Arte. A Bomarzo una scultura per i 30 anni dell’Avis. Intervista allo scultore Vezio

 

L’interpretazione del concetto di musicalità dell’opera

ROMA – Un riconoscimento a tutte quelle persone che nel silenzio hanno donato il loro sangue. Questo in sintesi l’opera di Vezio Paoletti, inaugurata il 2 agosto nella piazza Roma di Bomarzo, nel viterbese. Una pietra bianca di Verona, imponente che lo scultore Vezio ha progettato e lavorato per dare quel senso di  vita e speranza che rappresenta una delle associazioni più antiche e nobili  della penisola, l’Avis. Abbiamo incontrato l’artista per conoscere in maniera più approfondita la sua ultima opera e quelle già realizzate.

Perché l’uso di una pietra bianca di Verona?

Perché come nella vita il progetto e la teoria liberano sulla carta solo parte della realtà a cui fanno riferimento, è nel work in progress  che si allineano fisicamente le scelte definitive. Questa pietra porta con se naturalmente, da cava, la lucentezza calda dell’avorio che si esprime, una volta levigata, come invito a una carezza.  In questo caso al materiale è affidata, paradosso, l’interpretazione del concetto di musicalità dell’opera. E quindi contrappunto con la spinta delle geometrie.

Lei ha all’attivo molte altre opere in bronzo, tra l’altro esposte in Umbria, nella Tuscia e in special modo nel viterbese, terra antica dei Papi. Crede che l’arte si sia allontanata  troppo da un binario che un tempo era considerato classico?

Si dice che l’arte cresce sull’arte. L’arte come la verità non si diffonde storicamente  ma in modo dialettico e la crescita ha luogo escludendo la conservazione di forme esanimi . Lo intuisce un giovanissimo Caravaggio che sente arrivato il momento di lasciare cadere i suoi classici, sostituendoli con una nuova personale verità: la scoperta della resa fedele di un “pezzo” di realtà. Michelangelo Merisi non inventa la ”realtà-acquario” per  prendere distanze dall’antico ma per accorciarle col nuovo che in quel momento rappresenta il percorso più vero fra coscienza e cambiamento.
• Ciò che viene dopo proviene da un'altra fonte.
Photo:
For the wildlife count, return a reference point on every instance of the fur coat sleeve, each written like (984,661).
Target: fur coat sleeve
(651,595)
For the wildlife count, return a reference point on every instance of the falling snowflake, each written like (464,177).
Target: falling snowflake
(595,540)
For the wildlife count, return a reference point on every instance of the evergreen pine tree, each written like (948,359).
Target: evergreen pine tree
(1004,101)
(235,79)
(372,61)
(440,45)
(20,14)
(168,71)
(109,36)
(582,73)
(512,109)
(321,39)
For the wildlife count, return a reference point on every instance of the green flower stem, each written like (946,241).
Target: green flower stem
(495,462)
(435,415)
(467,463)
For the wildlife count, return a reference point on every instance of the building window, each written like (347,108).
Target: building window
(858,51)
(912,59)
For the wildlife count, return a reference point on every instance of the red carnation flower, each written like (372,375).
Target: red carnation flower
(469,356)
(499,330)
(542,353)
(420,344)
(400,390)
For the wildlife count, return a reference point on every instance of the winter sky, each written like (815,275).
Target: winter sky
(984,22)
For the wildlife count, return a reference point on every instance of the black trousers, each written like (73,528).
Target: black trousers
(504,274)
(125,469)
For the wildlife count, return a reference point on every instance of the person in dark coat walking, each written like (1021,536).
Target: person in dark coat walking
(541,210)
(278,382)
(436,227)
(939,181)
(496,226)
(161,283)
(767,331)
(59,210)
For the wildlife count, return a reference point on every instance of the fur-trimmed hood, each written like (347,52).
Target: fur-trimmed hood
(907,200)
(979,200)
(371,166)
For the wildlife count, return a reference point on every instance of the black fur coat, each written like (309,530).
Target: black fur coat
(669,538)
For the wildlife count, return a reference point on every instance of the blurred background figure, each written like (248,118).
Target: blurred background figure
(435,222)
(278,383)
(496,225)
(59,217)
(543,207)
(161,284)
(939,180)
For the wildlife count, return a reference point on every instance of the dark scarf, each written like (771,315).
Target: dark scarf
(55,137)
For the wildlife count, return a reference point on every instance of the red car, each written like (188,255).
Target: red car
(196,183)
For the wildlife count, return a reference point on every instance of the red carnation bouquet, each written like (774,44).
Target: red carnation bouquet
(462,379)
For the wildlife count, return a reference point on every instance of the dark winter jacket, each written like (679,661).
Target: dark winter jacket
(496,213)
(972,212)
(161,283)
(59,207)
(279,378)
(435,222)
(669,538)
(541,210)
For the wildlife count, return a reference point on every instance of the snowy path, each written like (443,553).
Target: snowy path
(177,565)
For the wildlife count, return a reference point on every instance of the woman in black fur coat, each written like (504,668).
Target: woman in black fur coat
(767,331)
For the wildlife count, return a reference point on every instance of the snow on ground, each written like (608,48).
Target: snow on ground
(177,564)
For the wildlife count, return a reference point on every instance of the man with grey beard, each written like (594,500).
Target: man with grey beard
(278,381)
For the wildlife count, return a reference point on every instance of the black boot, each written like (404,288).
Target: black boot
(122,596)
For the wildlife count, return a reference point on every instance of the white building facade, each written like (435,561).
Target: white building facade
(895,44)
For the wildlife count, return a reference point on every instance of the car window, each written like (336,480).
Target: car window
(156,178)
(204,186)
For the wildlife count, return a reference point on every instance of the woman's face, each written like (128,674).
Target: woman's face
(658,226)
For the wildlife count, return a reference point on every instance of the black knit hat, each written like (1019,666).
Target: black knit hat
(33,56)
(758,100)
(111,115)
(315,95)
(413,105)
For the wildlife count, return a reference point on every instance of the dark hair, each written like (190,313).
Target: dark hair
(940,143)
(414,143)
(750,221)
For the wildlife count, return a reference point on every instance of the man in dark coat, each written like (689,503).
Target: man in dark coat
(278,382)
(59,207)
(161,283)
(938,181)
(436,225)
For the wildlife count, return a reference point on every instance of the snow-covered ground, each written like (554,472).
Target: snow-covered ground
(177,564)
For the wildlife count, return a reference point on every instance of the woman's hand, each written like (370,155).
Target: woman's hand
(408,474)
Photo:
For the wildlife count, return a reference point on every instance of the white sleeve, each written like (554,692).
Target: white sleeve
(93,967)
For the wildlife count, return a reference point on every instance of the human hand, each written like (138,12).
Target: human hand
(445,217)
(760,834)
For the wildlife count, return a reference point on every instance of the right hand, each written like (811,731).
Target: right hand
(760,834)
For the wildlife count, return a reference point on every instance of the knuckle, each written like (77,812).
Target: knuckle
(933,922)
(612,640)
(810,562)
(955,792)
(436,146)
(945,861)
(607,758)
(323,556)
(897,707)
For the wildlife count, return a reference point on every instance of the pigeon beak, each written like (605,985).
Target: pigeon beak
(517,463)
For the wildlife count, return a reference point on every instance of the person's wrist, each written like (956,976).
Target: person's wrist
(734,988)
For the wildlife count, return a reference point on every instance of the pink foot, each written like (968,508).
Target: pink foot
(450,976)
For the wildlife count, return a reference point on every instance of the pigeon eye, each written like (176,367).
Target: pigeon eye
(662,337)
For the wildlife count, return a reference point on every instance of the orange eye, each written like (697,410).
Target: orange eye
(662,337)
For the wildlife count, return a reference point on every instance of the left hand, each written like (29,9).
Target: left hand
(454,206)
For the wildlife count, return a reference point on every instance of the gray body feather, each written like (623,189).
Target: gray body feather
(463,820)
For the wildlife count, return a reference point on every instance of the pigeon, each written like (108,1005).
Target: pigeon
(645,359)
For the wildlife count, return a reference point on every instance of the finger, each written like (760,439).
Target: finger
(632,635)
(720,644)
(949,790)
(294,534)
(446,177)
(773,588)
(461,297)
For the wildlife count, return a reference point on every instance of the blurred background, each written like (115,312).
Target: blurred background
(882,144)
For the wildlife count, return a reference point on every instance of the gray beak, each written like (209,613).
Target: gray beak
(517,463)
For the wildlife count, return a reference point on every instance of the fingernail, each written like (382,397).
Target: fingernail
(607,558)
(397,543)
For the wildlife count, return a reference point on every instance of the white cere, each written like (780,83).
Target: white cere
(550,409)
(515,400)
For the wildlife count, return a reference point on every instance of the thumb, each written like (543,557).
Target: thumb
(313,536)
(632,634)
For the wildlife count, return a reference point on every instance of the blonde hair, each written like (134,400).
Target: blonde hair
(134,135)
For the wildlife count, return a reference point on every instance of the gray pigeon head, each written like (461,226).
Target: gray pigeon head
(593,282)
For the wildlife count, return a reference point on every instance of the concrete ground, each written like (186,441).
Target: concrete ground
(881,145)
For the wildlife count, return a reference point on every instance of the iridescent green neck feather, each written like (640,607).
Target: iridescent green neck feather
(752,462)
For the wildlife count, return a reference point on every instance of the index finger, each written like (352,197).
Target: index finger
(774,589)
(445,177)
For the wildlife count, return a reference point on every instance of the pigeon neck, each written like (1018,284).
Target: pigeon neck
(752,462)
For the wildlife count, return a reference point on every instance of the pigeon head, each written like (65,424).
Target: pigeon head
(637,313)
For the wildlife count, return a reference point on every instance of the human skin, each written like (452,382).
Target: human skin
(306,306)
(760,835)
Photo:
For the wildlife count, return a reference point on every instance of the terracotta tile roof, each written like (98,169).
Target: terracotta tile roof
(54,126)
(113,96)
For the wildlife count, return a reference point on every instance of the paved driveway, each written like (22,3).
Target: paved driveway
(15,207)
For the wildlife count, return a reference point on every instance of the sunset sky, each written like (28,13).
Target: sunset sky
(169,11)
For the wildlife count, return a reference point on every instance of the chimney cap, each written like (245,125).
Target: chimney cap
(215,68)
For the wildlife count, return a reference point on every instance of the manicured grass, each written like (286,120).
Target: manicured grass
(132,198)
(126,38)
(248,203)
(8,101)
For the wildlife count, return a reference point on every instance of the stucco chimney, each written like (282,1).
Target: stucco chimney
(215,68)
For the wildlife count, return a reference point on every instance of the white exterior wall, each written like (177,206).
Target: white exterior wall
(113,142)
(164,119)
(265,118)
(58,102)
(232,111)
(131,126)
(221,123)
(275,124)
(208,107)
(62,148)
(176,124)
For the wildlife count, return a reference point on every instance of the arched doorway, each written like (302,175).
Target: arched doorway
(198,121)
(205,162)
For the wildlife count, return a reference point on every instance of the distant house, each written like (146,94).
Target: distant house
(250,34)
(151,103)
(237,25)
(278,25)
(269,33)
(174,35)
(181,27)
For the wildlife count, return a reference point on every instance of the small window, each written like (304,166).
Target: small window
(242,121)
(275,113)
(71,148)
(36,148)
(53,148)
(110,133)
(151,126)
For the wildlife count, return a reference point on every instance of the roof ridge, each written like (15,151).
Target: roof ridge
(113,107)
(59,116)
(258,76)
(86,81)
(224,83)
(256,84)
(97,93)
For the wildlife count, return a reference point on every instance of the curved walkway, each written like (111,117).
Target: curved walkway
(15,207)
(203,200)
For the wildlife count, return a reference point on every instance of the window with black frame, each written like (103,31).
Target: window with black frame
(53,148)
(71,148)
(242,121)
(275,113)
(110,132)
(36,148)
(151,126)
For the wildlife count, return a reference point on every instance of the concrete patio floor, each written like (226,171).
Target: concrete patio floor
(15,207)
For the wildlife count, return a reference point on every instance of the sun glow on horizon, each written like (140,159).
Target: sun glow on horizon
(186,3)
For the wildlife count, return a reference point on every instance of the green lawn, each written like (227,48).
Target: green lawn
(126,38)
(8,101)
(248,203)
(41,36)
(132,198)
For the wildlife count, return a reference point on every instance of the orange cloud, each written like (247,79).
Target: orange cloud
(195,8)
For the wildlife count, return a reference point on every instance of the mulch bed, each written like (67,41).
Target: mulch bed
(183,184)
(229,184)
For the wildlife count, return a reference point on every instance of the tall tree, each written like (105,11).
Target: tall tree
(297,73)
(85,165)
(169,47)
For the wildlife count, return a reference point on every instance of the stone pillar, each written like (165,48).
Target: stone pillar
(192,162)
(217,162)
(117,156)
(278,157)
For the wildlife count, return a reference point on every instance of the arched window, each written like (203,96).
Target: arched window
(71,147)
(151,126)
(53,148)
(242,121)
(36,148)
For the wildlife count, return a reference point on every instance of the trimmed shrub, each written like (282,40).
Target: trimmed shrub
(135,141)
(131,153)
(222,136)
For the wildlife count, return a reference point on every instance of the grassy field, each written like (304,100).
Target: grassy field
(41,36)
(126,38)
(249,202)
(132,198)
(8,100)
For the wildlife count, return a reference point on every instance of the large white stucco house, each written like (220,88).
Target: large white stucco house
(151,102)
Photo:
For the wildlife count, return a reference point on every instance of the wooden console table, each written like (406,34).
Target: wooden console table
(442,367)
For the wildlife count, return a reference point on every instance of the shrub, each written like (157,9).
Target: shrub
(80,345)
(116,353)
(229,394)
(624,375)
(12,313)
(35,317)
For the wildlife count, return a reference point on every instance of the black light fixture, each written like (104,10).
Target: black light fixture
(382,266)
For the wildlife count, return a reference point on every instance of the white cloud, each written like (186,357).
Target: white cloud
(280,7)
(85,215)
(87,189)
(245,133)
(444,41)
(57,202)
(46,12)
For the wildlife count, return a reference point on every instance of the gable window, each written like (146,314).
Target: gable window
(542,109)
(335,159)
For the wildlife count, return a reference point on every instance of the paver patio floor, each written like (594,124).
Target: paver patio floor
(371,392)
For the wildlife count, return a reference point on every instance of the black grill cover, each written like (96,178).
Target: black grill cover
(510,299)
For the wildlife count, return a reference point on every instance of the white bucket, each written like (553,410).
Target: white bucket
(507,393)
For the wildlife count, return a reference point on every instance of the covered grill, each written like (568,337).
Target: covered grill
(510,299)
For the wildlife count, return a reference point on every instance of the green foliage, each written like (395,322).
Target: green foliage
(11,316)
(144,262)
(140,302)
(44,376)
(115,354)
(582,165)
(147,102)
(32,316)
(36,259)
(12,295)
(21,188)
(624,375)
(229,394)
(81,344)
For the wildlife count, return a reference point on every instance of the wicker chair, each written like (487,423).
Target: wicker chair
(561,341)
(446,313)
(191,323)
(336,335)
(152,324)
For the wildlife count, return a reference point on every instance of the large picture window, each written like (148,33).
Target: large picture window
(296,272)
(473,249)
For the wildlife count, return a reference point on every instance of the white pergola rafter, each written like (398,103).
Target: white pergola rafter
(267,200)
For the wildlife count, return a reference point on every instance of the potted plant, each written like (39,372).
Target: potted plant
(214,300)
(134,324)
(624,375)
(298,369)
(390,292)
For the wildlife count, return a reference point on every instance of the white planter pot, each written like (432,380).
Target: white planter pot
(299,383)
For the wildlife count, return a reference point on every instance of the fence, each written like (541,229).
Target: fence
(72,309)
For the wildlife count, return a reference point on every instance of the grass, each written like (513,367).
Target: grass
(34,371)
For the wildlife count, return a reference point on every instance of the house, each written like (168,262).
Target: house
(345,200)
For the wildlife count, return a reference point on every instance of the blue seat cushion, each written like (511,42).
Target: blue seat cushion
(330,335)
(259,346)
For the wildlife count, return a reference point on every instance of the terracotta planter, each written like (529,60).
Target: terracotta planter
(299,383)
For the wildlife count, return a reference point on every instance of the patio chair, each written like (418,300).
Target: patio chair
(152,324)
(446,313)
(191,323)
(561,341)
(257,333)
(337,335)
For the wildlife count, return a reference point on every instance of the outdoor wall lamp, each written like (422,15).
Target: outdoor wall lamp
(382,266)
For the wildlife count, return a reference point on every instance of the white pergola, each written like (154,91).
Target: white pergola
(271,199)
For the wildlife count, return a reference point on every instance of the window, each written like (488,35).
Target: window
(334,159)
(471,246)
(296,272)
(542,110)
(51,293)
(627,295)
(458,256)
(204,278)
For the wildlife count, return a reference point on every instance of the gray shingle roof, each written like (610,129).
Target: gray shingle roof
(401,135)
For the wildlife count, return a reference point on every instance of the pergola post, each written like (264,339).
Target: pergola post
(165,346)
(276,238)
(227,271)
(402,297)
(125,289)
Una sua formella in bronzo, il Lazzaro, ispirata da “mistero buffo” di Dario Fo, è stata acquisita nella collezione di arte del  XX secolo, del Museo Vito Mele a Santa Maria di Leuca.  Lei già dagli  anni ’80 affida la realizzazione delle sue opere a fonderie storiche  come la Cubro o la Maf a Milano, alle quali si rivolgevano i grandi maestri dell’arte moderna. Possiamo affermare che alcuni  luoghi che prima erano una fucina di creatività rischiano, come altre realtà artigianali, di scomparire portando via con sé la cultura che ha caratterizzato un’epoca importante per l’arte italiana?

Questi  luoghi magici sono un patrimonio della cultura italiana così come le opere che hanno visto nascere da i loro crogiuoli. Ogni operaio o artigiano all’interno di una fonderia artistica oggi esprime quotidianamente il portato secolare di un mestiere di cui i grandi della scultura di tutti i tempi si sono avvalsi per distillare poesia dai propri lavori. I registri espressivi dell’arte oggi si affidano a materiali e strumenti quelli meno canonici. “ Sti moriammazzati prediligono l’olio” direbbe simpaticamente Carlo Emilio Gadda, che però poi seppe apprezzare anche la buona cucina romana. 

Lei  ha segnato nel bronzo ritratti che vanno da Pasolini a Dario Fo al volto raffigurante Papa Giovanni Paolo II, tuttora custodito nel vicariato generale del patriarcato di Venezia. Cosa pensa della trasformazione della scultura nell’arte ai nostri tempi?

Nel  ’72  proprio Pasolini a chi gli chiedeva il perché del passaggio dalla scrittura letteraria al cinema, rispondeva come la letteratura fosse  ormai insufficiente a contrastare forme di  violenza esercitata dal potere e aggiungeva di fare il cinema per vivere secondo la sua filosofia, cioè la voglia di vivere fisicamente sempre a livello della realtà. Quindi inevitabili, per fortuna, il trapasso dei modi artistici e le trasformazioni dei linguaggi usati. L’impegno è conoscere quali  e cosa sono le realtà che producono questi cambiamenti, così da stabilire un confronto laico e non subalterno. Di nuovo, anche in questo Caravaggio, come del resto Pasolini, fu vero ambasciatore del soggetto feriale. Quando, vale la pena ricordarlo, si dipingeva solo per soggetti imposti e su commissione ecclesiale o della nobiltà.